In countries where the health systems are evidence-based, in the absence of clinical evidence, melanoma follow-up is based on self-examination, with the general practitioner making most of the decisions. Other countries may use a more aggressive approach. For example, follow-up in Italy may consist of intensive instrumental examinations that may not always be justified by clinical indications, in order to ensure that patients are well monitored. The costs connected with imaging examinations are considerable, both for the national health service and the hospitals, and the risk from exposure to ionizing radiation seems unjustified in stage IIIA, where prognosis is better.

In Italian clinical practice, follow-up in low-volume centers tends to be more intense than warranted by disease stage. Whether this results from less experience with melanoma or a form of protection from malpractice is difficult to determine. Clearly a randomized study of follow-up practices is needed. Oncologists and dermatologists need to collaborate on investigating the advantages and disadvantages of a more or less intensive follow-up. Such clinical trials should involve as many centers as possible to facilitate rapid transfer of findings to clinical practice.
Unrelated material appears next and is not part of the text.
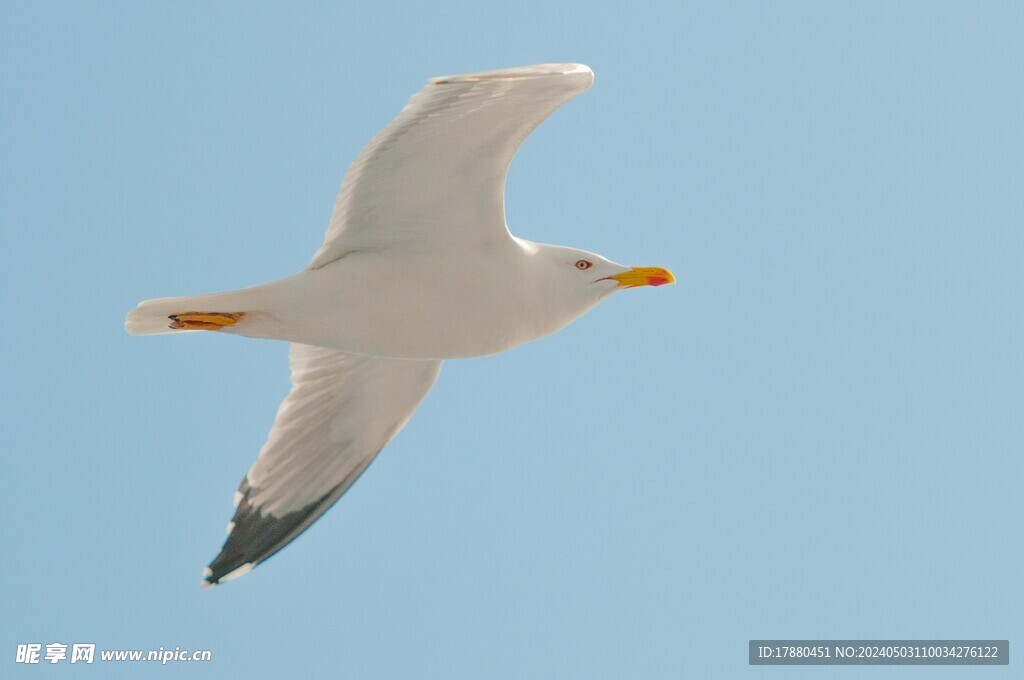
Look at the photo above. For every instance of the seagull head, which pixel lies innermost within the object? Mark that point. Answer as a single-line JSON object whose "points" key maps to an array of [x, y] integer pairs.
{"points": [[585, 279]]}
Psychological support and medical staff availability are satisfactory in the Italian system, with somewhat greater accessibility in low-volume centers. However, printed material on the disease and treatment is scarce, particularly in the low-volume centers, indicating that an important aspect of patient care is underappreciated [34,35]. Most recurrences are detected by the patient [36], and information about the disease is essential. Educational materials and courses are appreciated and currently more cost-effective than radiological follow-up.

In the absence of rigorous prospective data, routine follow-up visits conducted by a physician remain a relatively cost-effective means of following patients with stage I and II disease, while more instrumental diagnostic tests are proposed for patients with stage III melanoma. Follow-up should be more intense during the first 3/5 years after diagnosis, when 90% of metastases manifest, however universal guidelines have not been agreed upon and we must remember that progression can occur even decades after the initial diagnosis. Patient education deserves increased attention.

Although the need for clinical follow-up is universally accepted, there is still much debate on the frequency, duration and kind of diagnostic tests to be proposed: the heterogeneity in guidelines written in a relatively homogeneous region like Europe is symptomatic of the lack of definitive policy on this topic.

The authors have no disclosure in relation to this paper.